Исмет вскрыл ее и увидел, что это та, что он послал семье.

— Проклятые, где же моя семья? — простонал он.

— Ну, ты, тише, — заметил полицейский.

Он разорвал телеграмму и вышел.

5

Исмет подал заявление о принятии его в турецкое подданство и через несколько дней был выпущен из полиции, получив на руки бумагу, что он имеет все преимущества для получения в первую очередь земельного надела в районе, освобождаемом от греков.

В первый же день свободы он послал письмо жене, заняв на марку у доктора Пангелоса, и побежал в бюро, отправляющее в Анатолию реэмигрантов и кооптантов.

Но прежде чем уехать, ему пришлось окунуться в самую глубь нищеты — и он грузил бревна на пристани, и собирал на бойне отрепья внутренностей, и очищал холодильники от разложившейся рыбы. Он перестал читать газеты и утратил представление о делах мира. Ответа от жены не было. Он послал несколько писем соседям и знакомым. План, намечавшийся у него в голове, был прост и разумен. Он требовал, чтобы жена срочно продала недвижимое имущество, взяла из банка сбережения и, обратив то и другое в доллары, немедленно же выехала бы к нему, послав сыновей либо в Триест, к дяде Кюпрюлю-Фуаду, торговавшему македонскими табаками, либо в Дураццо, к синьору Горацио Окарино, доверенному одной колониальной фирмы в Милане.

Мозг его, выросший на комбинациях, устал в бездействии и в минуты сытости наливался упругими соками, стремящимися прорваться из глухого мешка, в котором они бродили как сгустки тяжелой браги. Руки, сжимавшие голову, щекотали кожу, и она, вздрагивая, еще сильнее раздражала биение тяжелой жизни отстоявшихся и крепких соков. Бедствия внешней жизни были угольями, и голова котлом, и мозг кипел и источал из себя влагу мыслей тем быстрее, чем раскаленнее был огонь, подогревающий его.

И — лопалась голова. Мысли стремились извергнуться, толпились в лазейках, в проходах нервов, вползали в расщелины мускулов, облепляли все прутики вен.

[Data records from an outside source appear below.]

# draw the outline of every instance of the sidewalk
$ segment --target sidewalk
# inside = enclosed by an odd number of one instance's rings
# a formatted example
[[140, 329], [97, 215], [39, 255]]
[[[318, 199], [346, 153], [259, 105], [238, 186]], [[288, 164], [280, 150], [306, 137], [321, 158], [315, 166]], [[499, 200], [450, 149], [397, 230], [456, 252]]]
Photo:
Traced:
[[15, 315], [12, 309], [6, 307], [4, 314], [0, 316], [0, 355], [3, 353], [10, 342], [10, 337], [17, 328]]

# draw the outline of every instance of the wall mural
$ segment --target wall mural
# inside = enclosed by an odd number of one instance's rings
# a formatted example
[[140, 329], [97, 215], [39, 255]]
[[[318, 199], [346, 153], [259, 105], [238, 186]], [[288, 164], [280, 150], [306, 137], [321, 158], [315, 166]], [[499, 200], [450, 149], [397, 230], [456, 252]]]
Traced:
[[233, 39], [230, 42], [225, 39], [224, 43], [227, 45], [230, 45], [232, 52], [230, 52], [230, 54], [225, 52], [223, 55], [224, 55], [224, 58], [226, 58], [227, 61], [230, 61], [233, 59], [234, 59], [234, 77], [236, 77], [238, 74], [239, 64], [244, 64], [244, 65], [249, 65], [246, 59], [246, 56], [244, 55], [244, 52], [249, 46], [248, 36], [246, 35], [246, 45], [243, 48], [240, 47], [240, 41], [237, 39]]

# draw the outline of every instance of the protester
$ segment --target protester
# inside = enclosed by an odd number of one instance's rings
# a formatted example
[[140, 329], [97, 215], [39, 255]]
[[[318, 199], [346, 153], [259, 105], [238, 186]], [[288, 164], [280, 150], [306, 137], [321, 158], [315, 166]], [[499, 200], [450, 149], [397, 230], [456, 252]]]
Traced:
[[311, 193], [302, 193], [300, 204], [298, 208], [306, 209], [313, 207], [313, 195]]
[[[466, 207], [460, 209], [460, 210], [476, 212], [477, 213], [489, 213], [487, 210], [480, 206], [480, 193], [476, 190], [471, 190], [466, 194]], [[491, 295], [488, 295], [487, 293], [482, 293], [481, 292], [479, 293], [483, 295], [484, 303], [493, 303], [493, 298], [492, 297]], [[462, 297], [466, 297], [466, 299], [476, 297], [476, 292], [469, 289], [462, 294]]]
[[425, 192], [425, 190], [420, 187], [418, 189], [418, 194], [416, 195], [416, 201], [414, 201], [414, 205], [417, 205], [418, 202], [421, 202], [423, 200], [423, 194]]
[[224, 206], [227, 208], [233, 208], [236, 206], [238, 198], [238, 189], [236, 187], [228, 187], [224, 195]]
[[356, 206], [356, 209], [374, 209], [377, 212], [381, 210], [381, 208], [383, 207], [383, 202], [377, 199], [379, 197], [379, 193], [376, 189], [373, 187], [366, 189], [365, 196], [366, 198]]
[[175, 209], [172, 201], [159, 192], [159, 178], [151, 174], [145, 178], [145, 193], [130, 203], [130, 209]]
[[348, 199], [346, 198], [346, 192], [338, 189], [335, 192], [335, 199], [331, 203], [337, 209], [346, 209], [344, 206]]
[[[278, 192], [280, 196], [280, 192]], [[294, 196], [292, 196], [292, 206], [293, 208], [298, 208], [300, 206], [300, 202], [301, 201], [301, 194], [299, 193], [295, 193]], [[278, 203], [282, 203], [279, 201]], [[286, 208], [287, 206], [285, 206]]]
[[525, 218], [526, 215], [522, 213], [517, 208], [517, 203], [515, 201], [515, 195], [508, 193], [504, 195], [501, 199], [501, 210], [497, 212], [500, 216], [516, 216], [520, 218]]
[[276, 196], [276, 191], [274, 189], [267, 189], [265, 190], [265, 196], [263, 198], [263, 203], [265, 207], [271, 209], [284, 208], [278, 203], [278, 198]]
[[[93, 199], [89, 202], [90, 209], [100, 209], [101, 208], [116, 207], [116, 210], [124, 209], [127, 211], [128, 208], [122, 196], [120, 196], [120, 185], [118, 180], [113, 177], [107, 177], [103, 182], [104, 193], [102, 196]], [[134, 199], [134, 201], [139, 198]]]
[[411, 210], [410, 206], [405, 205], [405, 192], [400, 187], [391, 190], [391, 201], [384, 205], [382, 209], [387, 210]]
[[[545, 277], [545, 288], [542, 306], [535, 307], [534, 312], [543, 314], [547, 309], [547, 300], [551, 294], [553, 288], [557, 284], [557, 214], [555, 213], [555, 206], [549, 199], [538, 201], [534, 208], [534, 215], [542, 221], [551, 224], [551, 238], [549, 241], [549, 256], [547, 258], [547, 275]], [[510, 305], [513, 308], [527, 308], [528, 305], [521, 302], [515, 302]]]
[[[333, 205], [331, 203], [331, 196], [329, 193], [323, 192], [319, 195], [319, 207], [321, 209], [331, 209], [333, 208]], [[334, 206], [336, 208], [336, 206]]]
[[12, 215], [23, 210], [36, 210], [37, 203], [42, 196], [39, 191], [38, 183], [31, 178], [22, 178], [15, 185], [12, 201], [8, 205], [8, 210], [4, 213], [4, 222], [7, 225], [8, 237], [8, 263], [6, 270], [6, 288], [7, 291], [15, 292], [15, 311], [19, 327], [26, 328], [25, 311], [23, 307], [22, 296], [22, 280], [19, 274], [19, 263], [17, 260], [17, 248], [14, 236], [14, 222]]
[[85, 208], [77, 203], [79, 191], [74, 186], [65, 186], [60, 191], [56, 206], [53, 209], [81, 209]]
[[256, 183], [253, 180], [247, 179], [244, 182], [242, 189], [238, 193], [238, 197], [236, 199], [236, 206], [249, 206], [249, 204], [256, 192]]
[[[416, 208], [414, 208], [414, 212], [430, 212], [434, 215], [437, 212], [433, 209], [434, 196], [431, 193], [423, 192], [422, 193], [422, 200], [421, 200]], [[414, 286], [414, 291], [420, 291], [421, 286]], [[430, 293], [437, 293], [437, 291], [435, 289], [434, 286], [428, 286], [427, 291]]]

Планы, один другого безумнее, обуревали Исмета. Будучи хорошо знаком с табачным рынком Средиземного моря, он учитывал создавшееся политическое положение. Греция, получив большую часть Македонии и соприкоснувшись с сербами в Салониках, должна будет в первые годы своего владычества наткнуться на оппозицию и антагонизм местного населения. Сербо-болгарские интриги помогут разгореться страстям. Налоги, которыми обложит афинское правительство своих новых подданных, создадут почву для искания новых торговых путей помимо Афин. С другой стороны, Турция, изгнав сотни тысяч греков-табачников из Самсуна, Трабизонда и Смирны, надолго подламывает свое табачное хозяйство. Экспорт турецких табаков падет, и его место должны занять македонские табаки, и рынком стать сербо-греческий порт Салоники, где благодаря двуначалию и политическим интригам (сербы пытаются оттянуть его себе, а греки норовят оставить за собой) торговые операции приобретут неожиданные преимущества и льготы.

Грузя днем бычьи внутренности, он по ночам писал синьору Горацио и дяде Кюпрюлю о необходимости перебрасывать заготовки в Македонию и, пользуясь общей сумятицей, забрать рынок в свои руки.

Недели через полторы он получил письмо от соседа чувячника Исы, албанца с улицы Абанос, который сообщал, что семья Исмета выслана в Турцию, имущество взято в казну, а сам он объявлен шпионом. Синьор Горацио и дядя из Триеста между тем не отвечали на письма.

Все мысли его вылились в проект, и каналы мозга обмякли, лишенные внутри стремящейся плоти. Теперь уже Исмет не мог справиться даже с обычными рабочими мыслями и производил впечатление полоумного.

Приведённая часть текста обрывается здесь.